The reason I am sking is that I am trying to complete my kit list and am just debating this dry top cost thing.



I’m worried about more than splashing

– Last Updated: May-29-07 9:32 AM EST –

It depends upon your relationship with the water. My head and torso spend a good portion of time IN the water (rolling, bracing, etc.) It takes more than a splash jacket to keep me dry and warm in that environment. When a full dry suit is not necessary for safety, a dry top or tuiliq is a good choice for this type of paddling.

If you swim or roll
If you roll and hence stay in the boat, and have a reasonably watertight skirt as well, the drytop will keep your torso as it says. The looser openings in a splash top will let in water everywhere.

If you don’t roll, scull or do deep braces, and have something that’ll block wind after having gotten back into your boat from a capsize, the drytop might be overkill.

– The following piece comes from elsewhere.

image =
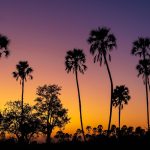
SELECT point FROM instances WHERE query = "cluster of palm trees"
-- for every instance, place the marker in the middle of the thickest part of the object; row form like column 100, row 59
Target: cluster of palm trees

If you plan on learning any of the above, you’ll find the splash top to have at best limited use.

big difference
A dry top is designed to keep all water off your body, even when you’re submerged (but still in your boat). A waterproof jacket is designed to keep rain off you.

I wore a goretex rain jacket as a splash top when first learning WW, because it was all I had. It kept the splashes off me, but the first time I flipped I was totally soaked.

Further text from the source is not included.